Note how this also pervades ideas like "Lia's superpower is _______" vs. "In this context, and perhaps in other contexts as well, Lia is amazing at _________." Same idea.
Managers and leaders can have a hard time with this. It is far easier to call someone an underperformer than to accept that someone's performance is a function of their skills, experience, attitudes, AND the environment. Managers and leaders are ultimately responsible for the environment. Accepting that an employee might thrive in another environment is accepting that you could have done a better job and that the current environment isn't ideal. Ego threat; beware!
This is a difficult distinction for people who have made a career of navigating corporate politics and dysfunction to get where they are. Their definition of expertise (and professional identity) includes making progress—at least as defined by seniority and influence—despite the environment.
All companies are dysfunctional! But if you play the game the way I played the game, you can advance!

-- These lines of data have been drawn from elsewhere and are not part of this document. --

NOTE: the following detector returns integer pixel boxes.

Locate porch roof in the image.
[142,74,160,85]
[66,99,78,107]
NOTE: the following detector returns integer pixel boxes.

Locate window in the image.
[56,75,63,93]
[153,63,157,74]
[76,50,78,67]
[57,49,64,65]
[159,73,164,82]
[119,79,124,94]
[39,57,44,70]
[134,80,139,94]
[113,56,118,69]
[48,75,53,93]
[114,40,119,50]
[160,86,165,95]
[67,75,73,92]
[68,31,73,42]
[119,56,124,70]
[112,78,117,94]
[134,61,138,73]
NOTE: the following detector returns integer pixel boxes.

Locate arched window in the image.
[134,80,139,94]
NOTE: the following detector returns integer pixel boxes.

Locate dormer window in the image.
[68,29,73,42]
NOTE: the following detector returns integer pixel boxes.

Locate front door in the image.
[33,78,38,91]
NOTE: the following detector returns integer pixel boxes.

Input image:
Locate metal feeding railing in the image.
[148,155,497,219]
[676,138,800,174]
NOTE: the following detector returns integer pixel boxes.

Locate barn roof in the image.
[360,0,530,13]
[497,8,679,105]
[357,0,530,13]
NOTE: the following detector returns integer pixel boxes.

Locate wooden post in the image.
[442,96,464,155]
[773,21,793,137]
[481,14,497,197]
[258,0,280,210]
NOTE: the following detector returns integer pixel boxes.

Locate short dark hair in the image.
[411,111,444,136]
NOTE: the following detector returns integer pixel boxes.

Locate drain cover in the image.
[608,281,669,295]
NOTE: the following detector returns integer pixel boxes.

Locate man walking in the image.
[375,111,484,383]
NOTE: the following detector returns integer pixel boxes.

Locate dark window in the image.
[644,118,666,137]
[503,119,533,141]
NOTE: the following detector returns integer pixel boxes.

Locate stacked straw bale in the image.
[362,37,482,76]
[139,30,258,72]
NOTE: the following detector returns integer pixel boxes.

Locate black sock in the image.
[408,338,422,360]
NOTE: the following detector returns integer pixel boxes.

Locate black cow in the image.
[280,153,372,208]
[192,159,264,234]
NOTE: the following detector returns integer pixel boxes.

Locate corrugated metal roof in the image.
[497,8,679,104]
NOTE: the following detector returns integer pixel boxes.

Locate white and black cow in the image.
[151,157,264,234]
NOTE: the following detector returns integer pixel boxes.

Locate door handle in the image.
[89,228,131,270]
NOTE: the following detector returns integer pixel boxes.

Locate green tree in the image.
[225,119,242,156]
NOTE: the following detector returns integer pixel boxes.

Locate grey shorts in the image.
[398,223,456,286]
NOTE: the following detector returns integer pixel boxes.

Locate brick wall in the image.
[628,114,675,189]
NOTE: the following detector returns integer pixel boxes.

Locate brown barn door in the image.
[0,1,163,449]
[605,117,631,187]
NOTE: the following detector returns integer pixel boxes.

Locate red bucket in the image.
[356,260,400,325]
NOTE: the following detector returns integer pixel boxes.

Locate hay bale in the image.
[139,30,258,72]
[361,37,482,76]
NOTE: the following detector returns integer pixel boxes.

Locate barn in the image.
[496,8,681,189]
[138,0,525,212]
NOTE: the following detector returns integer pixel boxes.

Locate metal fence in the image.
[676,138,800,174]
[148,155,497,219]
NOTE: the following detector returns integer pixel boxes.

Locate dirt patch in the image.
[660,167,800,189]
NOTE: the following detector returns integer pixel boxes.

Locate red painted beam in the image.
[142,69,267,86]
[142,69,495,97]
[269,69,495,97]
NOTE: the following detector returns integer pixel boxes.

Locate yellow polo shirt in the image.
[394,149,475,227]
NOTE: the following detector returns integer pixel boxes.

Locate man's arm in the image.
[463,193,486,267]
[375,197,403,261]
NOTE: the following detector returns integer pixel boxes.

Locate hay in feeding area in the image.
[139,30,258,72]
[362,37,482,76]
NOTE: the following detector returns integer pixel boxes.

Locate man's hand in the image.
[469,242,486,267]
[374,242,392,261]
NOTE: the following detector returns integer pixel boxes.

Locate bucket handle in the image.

In dysfunctional situations, you effectively select people who have evolved skills at managing dysfunction—perhaps at the expense of other skills. Or people who have learned to shut their mouths and check out (which is an important skill). No wonder the number of people raising issues goes down after successive layoffs!

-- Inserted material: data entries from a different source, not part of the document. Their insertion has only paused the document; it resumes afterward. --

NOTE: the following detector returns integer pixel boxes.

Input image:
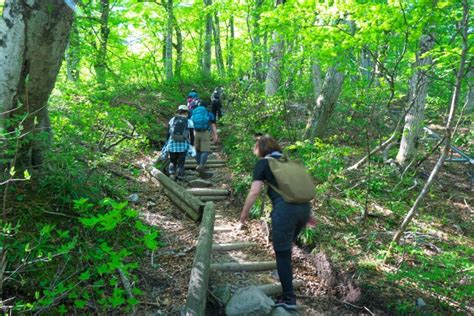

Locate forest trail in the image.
[138,141,362,315]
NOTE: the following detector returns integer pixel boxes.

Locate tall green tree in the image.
[0,0,74,167]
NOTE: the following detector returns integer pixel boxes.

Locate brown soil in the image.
[129,149,367,315]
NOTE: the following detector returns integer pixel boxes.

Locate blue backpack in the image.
[191,106,209,131]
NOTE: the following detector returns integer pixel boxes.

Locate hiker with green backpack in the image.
[191,102,219,178]
[166,105,194,181]
[239,135,315,309]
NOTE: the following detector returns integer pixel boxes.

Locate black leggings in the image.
[275,249,296,304]
[169,151,186,177]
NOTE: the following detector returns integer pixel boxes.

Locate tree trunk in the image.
[464,66,474,114]
[303,66,344,139]
[360,48,374,80]
[265,0,285,98]
[174,18,183,78]
[227,15,235,74]
[396,34,434,166]
[311,60,323,100]
[249,0,265,81]
[94,0,110,87]
[163,0,174,81]
[0,0,74,167]
[65,22,81,82]
[213,10,224,76]
[386,0,469,254]
[202,0,212,78]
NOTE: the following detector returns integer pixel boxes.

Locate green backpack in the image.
[265,156,316,203]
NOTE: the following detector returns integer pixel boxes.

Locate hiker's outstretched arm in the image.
[211,123,219,143]
[240,180,263,225]
[189,128,194,146]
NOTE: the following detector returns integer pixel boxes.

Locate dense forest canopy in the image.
[0,0,474,313]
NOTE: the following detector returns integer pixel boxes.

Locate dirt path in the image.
[132,145,355,315]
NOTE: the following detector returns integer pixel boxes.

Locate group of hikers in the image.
[159,88,315,310]
[162,87,224,181]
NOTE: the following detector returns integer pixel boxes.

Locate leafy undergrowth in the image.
[223,86,474,313]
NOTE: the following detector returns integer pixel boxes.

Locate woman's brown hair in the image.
[255,135,282,158]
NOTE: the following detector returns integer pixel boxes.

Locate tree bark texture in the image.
[213,10,224,77]
[388,0,469,247]
[311,60,323,100]
[303,66,344,139]
[396,34,434,166]
[464,66,474,114]
[227,15,235,74]
[173,16,183,78]
[265,0,285,98]
[94,0,110,86]
[185,202,216,316]
[0,0,74,167]
[163,0,174,81]
[265,31,284,98]
[249,0,265,81]
[202,0,212,78]
[65,23,81,82]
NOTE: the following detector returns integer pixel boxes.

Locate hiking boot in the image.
[196,164,206,178]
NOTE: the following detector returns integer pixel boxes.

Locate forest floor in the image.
[123,149,370,315]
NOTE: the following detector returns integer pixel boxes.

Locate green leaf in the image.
[74,300,87,308]
[127,297,140,306]
[79,269,91,281]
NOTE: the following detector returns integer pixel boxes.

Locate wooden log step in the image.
[164,190,201,222]
[214,226,235,233]
[257,280,303,296]
[185,202,216,315]
[184,158,227,164]
[212,242,257,251]
[210,261,276,272]
[145,165,204,218]
[186,188,229,196]
[199,195,227,202]
[184,164,226,170]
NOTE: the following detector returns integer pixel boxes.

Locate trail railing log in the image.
[184,202,216,316]
[423,127,474,189]
[145,165,204,222]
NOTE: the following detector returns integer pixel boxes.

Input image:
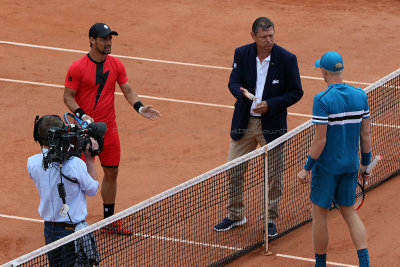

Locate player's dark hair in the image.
[33,115,64,146]
[251,17,275,34]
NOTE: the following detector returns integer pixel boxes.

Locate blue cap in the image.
[315,52,344,71]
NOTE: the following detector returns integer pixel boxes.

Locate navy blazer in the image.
[228,43,303,143]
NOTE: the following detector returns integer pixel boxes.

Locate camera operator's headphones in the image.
[33,115,65,146]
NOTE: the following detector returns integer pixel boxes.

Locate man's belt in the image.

There is a personal angle to all this as well.
By all means, question your performance, rip it apart, invite feedback, and strive to get better. Understand how your strengths and weaknesses vary in different contexts, and challenge yourself.

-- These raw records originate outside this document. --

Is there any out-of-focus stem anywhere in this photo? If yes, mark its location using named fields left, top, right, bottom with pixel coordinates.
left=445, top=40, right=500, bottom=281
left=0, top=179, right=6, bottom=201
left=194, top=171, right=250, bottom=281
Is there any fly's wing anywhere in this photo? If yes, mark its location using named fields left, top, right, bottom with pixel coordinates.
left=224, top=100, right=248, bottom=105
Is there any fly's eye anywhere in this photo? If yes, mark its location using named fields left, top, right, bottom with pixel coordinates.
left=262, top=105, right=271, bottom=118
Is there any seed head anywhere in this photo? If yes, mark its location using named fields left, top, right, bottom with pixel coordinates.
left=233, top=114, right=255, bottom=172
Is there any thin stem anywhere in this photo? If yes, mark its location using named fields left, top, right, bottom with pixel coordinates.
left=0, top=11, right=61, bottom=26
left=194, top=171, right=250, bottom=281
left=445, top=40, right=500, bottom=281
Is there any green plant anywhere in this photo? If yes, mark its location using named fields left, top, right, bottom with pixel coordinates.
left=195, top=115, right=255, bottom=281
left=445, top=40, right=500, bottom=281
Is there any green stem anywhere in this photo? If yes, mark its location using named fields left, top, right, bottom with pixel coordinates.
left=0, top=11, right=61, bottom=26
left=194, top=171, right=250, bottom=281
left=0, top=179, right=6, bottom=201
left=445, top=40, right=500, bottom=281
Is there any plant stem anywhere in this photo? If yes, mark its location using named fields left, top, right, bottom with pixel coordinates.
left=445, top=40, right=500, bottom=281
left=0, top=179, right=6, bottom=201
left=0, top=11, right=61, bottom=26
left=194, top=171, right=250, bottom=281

But fight like crazy to resist efforts—your own and others—to put you/yourself in a box. That is when our beliefs can become self-limiting.
I appreciate the nuance, precision, and humanity you're calling for here, in how assessments are framed.
I'd add that you're describing a scenario where managers care to try to assess and measure "performance" and maybe even do accurately measure "performance" ... and then fail to frame that assessment fairly in their language -- sadly, I think this low bar is often not even met: where managers care to measure, and accurately. More often these assessments are full of motivated reasoning, politics, favoritism, double standards, ego, vibes ... and then spun into a facade of objective measurement.
I hope the owners and executives of a certain tax software company are listening. Their statement this week was both cruel AND a massive self-own.